Jean-Luc Outers, La place du mort

Papa grand comme une maison

Jean-Luc OUTERS, La place du mort, La Dif­férence, 1995

outers la place du mort« Mais regarde-toi, pour­suit-il éber­lué, on ne met pas une cra­vate sur une chemise Lacoste. Et ce vieux veston à chevrons beige, je le recon­nais, c’est le mien. Mais il est com­plète­ment démodé. Il y manque la moitié des bou­tons. Et ce pan­talon, c’est une loque. Tu as vu tes chaus­settes dépareil­lées ? Ce n’est pas affublé de la sorte qu’on s’adresse à un audi­toire. »

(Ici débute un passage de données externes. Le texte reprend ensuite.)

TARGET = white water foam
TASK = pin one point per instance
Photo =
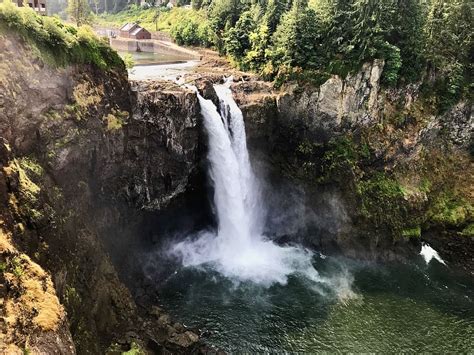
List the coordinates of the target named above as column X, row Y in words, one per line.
column 239, row 250
column 428, row 253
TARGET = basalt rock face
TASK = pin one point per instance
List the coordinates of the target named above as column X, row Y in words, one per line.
column 82, row 157
column 162, row 143
column 359, row 149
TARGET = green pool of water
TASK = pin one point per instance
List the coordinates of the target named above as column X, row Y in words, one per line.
column 388, row 308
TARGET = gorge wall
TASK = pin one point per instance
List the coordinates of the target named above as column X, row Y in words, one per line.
column 94, row 166
column 382, row 170
column 81, row 169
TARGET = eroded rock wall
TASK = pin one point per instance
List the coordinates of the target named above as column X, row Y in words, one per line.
column 92, row 166
column 381, row 169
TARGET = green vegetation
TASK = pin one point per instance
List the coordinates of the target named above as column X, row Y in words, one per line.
column 135, row 349
column 300, row 40
column 450, row 210
column 128, row 60
column 58, row 44
column 412, row 232
column 147, row 18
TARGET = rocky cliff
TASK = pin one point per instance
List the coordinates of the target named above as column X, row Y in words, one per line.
column 83, row 156
column 383, row 171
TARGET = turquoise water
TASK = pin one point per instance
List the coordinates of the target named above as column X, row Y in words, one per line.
column 387, row 308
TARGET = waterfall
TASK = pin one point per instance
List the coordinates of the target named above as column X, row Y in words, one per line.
column 238, row 250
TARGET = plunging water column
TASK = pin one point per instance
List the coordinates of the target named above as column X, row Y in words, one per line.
column 238, row 250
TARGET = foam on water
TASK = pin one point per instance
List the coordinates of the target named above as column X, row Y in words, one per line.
column 239, row 250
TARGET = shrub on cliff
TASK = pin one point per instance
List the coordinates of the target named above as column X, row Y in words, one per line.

Un homme presque mûr en voy­age avec son père presque vieux. Quoi de sur­prenant ? On sup­pose qu’à ces âges où le jeu de l’au­torité est redis­tribué, ils évo­queront le passé libre­ment, comme ces amis qu’ils auraient pu être. Oui, mais le père, à la suite d’un acci­dent vas­cu­laire cérébral, est devenu hémi­plégique, et qui plus est aphasique. C’est com­pliqué, en effet. Mais n’est-ce pas l’oc­ca­sion de goûter le prix de ce silence que l’on a tant voulu combler, de se com­pren­dre au-delà des mots, de s’avouer quand même, par la grâce d’un regard ? Ce serait compter, encore, sans la puis­sance du hasard, le mys­tère de la vie, la soli­tude des hommes.

D’abord, des raisons de ce voy­age en voi­ture, rien ne sera dit, excep­té leur folie. En­suite, ce père dimin­ué, en état de dépen­dance for­cée vis-à-vis de son fils, va se révéler exigeant, sinon despo­tique. C’est lui qui, au fur et à mesure, déter­mine, cartes à la main, les des­ti­na­tions, les étapes, le rythme du par­cours. Le fils est au volant, l’indis­pens­able, l’aveu­gle. Sous cou­vert de ten­dresse va se nouer, entre ces deux per­sonnages bien élevés, une rela­tion étrange, où le non-dit con­fine à l’an­goisse. Soucieux de répon­dre aux désirs de son père, le fils com­met (sans le vouloir ?) d’ir­ré­para­bles bour­des. Il ressem­ble au rêveur obsédé par le gouf­fre où il va finir, mal­gré toutes ses préven­tions, par tomber. Le père, dans le dernier roman de Jean-Luc Out­ers, pèse en effet d’un poids con­sid­érable sur la des­tinée de son reje­ton, et l’oc­ca­sion d’une promis­cuité de quelques jours dans l’u­nivers con­finé d’une voiture en est évidem­ment la meilleure illus­tra­tion. Il sem­ble tou­jours se dress­er comme un fan­tôme devant les femmes (lunaires) ren­con­trées au cours de leur périple. Enfin (surtout), cet ancien homme poli­tique et mil­i­tant fran­cophile con­serve, mal­gré son mutisme, toute l’au­ra du pou­voir qu’il a exer­cé autre­fois sur son fils-écrivain par la langue et l’écri­t­ure. La Place du mort est un roman de l’en­tre-deux. En lui, pas un cri, mais au con­traire une sorte de tor­peur élé­gante sous laque­lle les ten­sions se tien­nent tapies, écrouées. Les per­son­nages, dont on devine qu’ils sont issus d’un milieu aisé, n’ont pas les gestes en ‑trop de la détresse. Pour­tant le livre a des tenta­tions de roman noir, et porte aus­si comme le regret d’un san­glot d’en­fant dont la venue, avec la mort, a des accents libéra­teurs.